When Mr McKnight struggled to cope with his wife's increasingly demanding care needs as her disease progressed, a friend suggested he ask Marie Curie for help.

Mrs McKnight was unable to walk or move for herself and could not swallow, so needed to be fed via a tube.

Mr McKnight said: "I'm more than grateful for what Marie Curie did, even for that short period of time. They stepped in as specialists and gave specialist help.

"They were able to step into the breach - a breach that's been created through lack of resources in the ordinary healthcare system."

Dr Jane Collins, chief executive of Marie Curie, said: "Everyone affected by terminal illness should have access to all the care and support they need, regardless of their personal circumstances. This report shows that this is not the case, and some groups are getting a worse deal than others. We don't think this is good enough."

Katherine Murphy, chief executive of the Patients Association, called the current situation a "national disgrace".

"These findings mirror many of the inquiries to our national helpline.
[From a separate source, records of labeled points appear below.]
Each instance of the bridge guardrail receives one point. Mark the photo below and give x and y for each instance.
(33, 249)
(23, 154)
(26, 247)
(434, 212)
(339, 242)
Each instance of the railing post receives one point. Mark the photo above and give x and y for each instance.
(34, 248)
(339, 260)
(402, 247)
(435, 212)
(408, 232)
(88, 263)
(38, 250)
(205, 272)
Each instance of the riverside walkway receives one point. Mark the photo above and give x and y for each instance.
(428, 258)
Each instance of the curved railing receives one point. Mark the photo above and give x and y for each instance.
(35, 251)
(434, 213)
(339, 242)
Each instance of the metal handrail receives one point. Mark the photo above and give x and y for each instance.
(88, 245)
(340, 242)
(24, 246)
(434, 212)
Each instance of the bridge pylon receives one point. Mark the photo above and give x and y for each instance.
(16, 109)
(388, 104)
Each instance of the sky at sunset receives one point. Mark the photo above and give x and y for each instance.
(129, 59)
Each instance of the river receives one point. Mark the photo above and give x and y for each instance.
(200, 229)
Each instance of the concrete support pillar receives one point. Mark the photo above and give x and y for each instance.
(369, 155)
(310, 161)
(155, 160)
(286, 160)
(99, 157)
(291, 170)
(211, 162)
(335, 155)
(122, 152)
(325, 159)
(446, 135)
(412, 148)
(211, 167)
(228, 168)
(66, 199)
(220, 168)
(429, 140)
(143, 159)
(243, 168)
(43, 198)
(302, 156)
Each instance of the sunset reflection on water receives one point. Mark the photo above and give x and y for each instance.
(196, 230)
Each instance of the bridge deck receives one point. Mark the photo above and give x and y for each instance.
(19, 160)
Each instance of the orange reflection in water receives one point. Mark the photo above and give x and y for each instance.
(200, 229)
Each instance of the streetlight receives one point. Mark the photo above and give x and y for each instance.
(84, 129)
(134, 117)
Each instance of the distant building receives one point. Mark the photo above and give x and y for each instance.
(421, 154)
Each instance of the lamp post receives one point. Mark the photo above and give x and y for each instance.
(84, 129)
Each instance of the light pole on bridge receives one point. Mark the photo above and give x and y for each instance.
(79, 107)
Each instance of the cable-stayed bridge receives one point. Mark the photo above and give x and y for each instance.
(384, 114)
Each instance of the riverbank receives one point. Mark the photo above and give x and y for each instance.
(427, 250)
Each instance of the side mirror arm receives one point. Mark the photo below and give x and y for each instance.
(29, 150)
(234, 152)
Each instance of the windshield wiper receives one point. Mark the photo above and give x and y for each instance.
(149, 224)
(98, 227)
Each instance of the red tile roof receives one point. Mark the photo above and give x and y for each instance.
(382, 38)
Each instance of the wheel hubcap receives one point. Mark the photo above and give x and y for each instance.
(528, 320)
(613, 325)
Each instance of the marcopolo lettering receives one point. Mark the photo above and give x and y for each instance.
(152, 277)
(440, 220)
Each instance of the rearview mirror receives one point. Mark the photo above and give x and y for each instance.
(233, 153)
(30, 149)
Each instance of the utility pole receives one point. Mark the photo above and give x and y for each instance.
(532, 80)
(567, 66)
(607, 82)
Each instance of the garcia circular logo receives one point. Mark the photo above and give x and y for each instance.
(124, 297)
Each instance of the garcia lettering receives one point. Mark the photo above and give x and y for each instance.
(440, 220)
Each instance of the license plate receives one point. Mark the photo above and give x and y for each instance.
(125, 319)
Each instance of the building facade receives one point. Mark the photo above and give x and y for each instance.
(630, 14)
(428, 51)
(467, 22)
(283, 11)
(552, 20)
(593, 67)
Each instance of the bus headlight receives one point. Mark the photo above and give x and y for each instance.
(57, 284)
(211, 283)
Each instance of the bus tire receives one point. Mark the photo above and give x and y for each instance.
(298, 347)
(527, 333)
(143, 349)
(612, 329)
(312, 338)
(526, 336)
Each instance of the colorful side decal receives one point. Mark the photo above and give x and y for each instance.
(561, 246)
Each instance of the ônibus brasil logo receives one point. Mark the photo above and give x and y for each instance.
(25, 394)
It is unacceptable that we continue to fail the most vulnerable in our society."

Dr Bee Wee, national clinical director for end-of-life care at NHS England, said: "NHS England is committed to ensuring that all patients get the support and services they need towards the end of life."

A Welsh government spokesperson said: "Whether a person wishes to die in hospital, in a hospice or at home, we want to make sure the right level of professional, caring support is available.

"Ensuring that care and support is effectively planned and co-ordinated across health and social care to meet people's needs is one of the priorities being taken forward through our work on integration."